After Indian government, over 300 popular personalities on Saturday slammed the BBC for its documentary on Prime Minister Narendra Modi where the reputed media outlet examined his role in the 2002 Gujarat riots. They also backed the Modi government over the Citizenship Amendment Act (CAA) and stripping away of Article 30 which gave special status the erstwhile state of Jammu and Kashmir.
The BBC’s two-part series, “India: The Modi Question” have looked into the riots details in the state when Modi was chief minister.
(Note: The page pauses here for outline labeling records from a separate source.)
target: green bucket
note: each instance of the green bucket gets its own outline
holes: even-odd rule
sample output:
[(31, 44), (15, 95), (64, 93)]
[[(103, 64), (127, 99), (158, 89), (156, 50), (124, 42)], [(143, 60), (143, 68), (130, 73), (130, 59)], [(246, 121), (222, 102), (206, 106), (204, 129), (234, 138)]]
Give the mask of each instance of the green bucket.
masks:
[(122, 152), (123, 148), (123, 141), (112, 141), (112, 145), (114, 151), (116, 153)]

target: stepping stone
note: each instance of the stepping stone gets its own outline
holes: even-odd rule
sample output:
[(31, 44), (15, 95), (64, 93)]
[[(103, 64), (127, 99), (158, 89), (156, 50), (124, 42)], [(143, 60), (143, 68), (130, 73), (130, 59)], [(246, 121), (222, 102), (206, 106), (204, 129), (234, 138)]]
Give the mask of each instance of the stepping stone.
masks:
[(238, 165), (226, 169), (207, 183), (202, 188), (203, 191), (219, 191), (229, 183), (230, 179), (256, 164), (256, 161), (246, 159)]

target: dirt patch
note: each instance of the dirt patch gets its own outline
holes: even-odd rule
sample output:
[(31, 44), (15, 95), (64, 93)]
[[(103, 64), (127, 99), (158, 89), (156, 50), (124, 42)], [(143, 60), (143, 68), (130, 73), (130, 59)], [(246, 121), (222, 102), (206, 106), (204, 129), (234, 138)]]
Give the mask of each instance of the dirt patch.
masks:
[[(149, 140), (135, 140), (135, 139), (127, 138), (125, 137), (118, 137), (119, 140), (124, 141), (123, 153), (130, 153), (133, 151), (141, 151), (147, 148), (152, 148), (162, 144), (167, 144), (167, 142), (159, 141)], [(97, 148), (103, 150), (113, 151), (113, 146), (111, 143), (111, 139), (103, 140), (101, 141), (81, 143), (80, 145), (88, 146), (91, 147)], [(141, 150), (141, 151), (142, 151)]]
The BBC defended its series. “The documentary was rigorously researched according to the highest editorial standards,” a BBC spokesperson said in a statement.
Notably, several Union ministries swung into action with Information and Broadcasting ministry ordering the YouTube and Twitter to block sharing of the show.
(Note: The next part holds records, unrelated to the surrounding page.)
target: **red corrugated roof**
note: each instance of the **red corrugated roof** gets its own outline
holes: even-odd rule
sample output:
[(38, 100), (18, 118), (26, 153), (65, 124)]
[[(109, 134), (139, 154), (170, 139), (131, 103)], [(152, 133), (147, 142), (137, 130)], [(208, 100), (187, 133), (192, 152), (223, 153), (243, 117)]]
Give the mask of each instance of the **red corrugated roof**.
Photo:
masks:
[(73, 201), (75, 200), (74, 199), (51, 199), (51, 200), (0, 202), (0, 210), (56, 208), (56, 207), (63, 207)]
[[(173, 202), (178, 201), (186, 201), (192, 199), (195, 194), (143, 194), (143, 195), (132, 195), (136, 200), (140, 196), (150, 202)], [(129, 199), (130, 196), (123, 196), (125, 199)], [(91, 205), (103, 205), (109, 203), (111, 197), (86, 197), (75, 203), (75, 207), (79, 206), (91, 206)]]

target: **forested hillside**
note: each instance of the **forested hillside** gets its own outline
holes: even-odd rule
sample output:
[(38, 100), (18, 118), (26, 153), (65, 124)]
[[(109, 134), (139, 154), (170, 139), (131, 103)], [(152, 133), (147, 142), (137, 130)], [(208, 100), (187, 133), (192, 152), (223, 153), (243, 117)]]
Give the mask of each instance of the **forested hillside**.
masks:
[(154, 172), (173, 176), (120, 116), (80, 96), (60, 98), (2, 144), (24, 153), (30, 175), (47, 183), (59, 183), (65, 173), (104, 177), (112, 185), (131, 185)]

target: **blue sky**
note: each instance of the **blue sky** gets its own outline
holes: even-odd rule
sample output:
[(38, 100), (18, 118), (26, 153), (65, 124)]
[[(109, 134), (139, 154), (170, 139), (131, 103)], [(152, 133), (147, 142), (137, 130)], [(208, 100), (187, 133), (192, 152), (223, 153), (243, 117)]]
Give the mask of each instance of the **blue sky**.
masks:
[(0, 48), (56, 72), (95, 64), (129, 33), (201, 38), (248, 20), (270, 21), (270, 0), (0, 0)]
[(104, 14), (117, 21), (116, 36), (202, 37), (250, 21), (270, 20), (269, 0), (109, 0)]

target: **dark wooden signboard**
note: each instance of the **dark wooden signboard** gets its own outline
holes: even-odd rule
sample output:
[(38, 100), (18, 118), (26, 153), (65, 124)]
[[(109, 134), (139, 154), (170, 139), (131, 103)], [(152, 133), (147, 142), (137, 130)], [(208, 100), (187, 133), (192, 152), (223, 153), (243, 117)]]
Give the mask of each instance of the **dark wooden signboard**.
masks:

A group of 302 former judges, ex-bureaucrats and veterans called the documentary “motivated charge sheet against our leader, a fellow Indian and a patriot” and a reflection of its “dyed-in-the-wool negativity and unrelenting prejudice”, according to PTI. It added that the documentary is the archetype of past British imperialism in India setting itself up as both judge and jury to resurrect Hindu-Muslim tensions that were overwhelmingly the creation of the British Raj policy of divide and rule.
This documentary is not a neutral critique and is not about exercising creative freedom or a divergent, anti-establishment point of view, a statement signed by 13 former judges, 133 ex-bureaucrats, including diplomats, and 156 veterans said, reported the news agency. “Not only is the BBC series, judging from what we have seen of it so far, based on delusional and evidently lopsided reporting, but it presumes to question the very basis of the 75-year-old edifice of India’s existence as an independent, democratic nation, a nation which functions according to the will of the people of India,” it said.
In a hard-hitting statement, they asked the BBC to know that “India does not need colonial, imperialistic, somnambulistic outsiders” whose primary claim to fame has been “divide and rule” under the British Raj to teach Indians how to live together in unity.
Among the key arguments they put forth to slam the BBC is the clean chit given to Modi by all the Indian agencies, including the Supreme Court-appointed panel.
Nearly, 2000 people, mostly Muslims were killed in the communal riots that ran for days. Scores of women were gangraped and thousands have been pushed to camps in the wake of the communal carnage.
Former Rajasthan High Court chief justice Anil Deo Singh, former home secretary L C Goyal, former foreign secretary Shashank, former RAW chief Sanjeev Tripathi and former NIA director Yogesh Chander Modi are among the signatories to the letter.
Their statement added, “Regardless of whom you, as an individual Indian, might have voted for, the Prime Minister of India is the Prime Minister of your country, our country. We cannot allow just about anyone to run amok with their deliberate bias, their vacuous reasoning…. ” Their statement alleged that the BBC series reeks of motivated distortion that is “as mind-numbingly unsubstantiated as it is nefarious”.